Pada saat-saat ambang ini, roh menyelinap di antara sinapsis pikiran. Ilusi normal bahwa tidak ada apa pun di luar pawai tirani waktu profan ( chronos ) sirna, dan kita memiliki sedikit firasat tentang keabadian, kesadaran akan waktu sakral ( kairos ). Dalam kekosongan yang penuh ini kita mulai memahami batas pemahaman kita. Kita memperoleh pengetahuan diam-diam bahwa cara kita mengalami waktu dan dunia tidak lebih dari sekadar mekanisme, kategori, dan paradigma yang diciptakan oleh pikiran kita yang terbatas. Seperti kupu-kupu raja yang terbatas dalam migrasinya ke ketinggian rendah, sayap kita tidak akan membawa kita ke wilayah luar angkasa yang luas.

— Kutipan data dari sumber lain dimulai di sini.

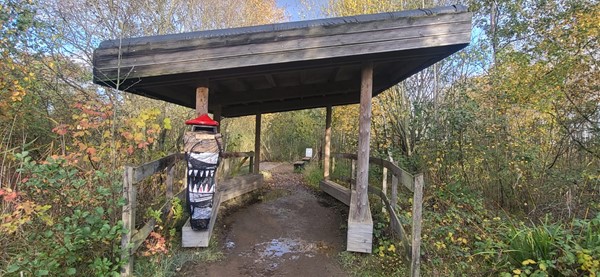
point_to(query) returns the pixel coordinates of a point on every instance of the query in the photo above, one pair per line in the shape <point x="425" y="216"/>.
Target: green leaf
<point x="12" y="268"/>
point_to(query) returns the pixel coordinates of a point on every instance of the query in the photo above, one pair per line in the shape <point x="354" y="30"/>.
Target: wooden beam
<point x="405" y="177"/>
<point x="272" y="94"/>
<point x="202" y="99"/>
<point x="364" y="135"/>
<point x="327" y="155"/>
<point x="143" y="171"/>
<point x="128" y="217"/>
<point x="360" y="230"/>
<point x="336" y="191"/>
<point x="271" y="80"/>
<point x="257" y="144"/>
<point x="217" y="117"/>
<point x="235" y="187"/>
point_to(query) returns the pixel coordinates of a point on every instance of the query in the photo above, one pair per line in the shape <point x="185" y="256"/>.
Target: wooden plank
<point x="274" y="94"/>
<point x="128" y="217"/>
<point x="191" y="238"/>
<point x="364" y="136"/>
<point x="175" y="53"/>
<point x="327" y="156"/>
<point x="280" y="33"/>
<point x="228" y="155"/>
<point x="415" y="265"/>
<point x="336" y="191"/>
<point x="397" y="228"/>
<point x="245" y="59"/>
<point x="141" y="172"/>
<point x="238" y="186"/>
<point x="405" y="177"/>
<point x="360" y="230"/>
<point x="257" y="144"/>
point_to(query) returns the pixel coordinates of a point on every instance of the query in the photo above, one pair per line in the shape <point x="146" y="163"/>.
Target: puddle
<point x="229" y="245"/>
<point x="280" y="247"/>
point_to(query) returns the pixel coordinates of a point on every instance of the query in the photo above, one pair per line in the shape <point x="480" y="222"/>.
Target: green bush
<point x="313" y="174"/>
<point x="77" y="232"/>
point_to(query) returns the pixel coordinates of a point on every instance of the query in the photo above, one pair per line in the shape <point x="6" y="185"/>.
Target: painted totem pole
<point x="202" y="146"/>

Nama yang tepat untuk pengalaman ketidaktahuan bukanlah mistisisme, melainkan kebijaksanaan. Ketika Socrates diberi tahu bahwa Oracle dari Delphi mengatakan bahwa dia adalah orang paling bijak di Yunani, dia menjawab bahwa itu hanya berarti dia tahu apa yang tidak dia ketahui. Kebijaksanaan berasal dari pengetahuan pasti tentang ketidaktahuan kita, dan mengajarkan kita bahwa kita hidup dalam lingkaran cahaya kecil yang dikelilingi oleh misteri yang sangat besar. Menurut tradisi, burung hantu---simbol Athena, dewi kebijaksanaan---mengembangkan sayapnya hanya saat senja tiba. Kebijaksanaan adalah seni melihat yang paradoks.
Tidak ada burung Wood Thrush di daerah hutan yang jarang di California tempat saya tinggal sekarang. Namun, ada banyak sekali burung hantu bertanduk besar, dan ketika mereka mulai mengeluarkan suara rendah dan menakutkan tepat setelah senja, saya seperti dibawa kembali ke masa lalu ketika saya berdiri diam di ambang pintu, mendengarkan ajakan burung thrush untuk bernyanyi di sore hari, dan mendengar gema samar musik hening dari bola-bola salju. Selama bertahun-tahun, nyanyian burung thrush yang seperti dukun secara bertahap telah mengubah saya menjadi seorang agnostik. Tidak tahu. Terkagum-kagum.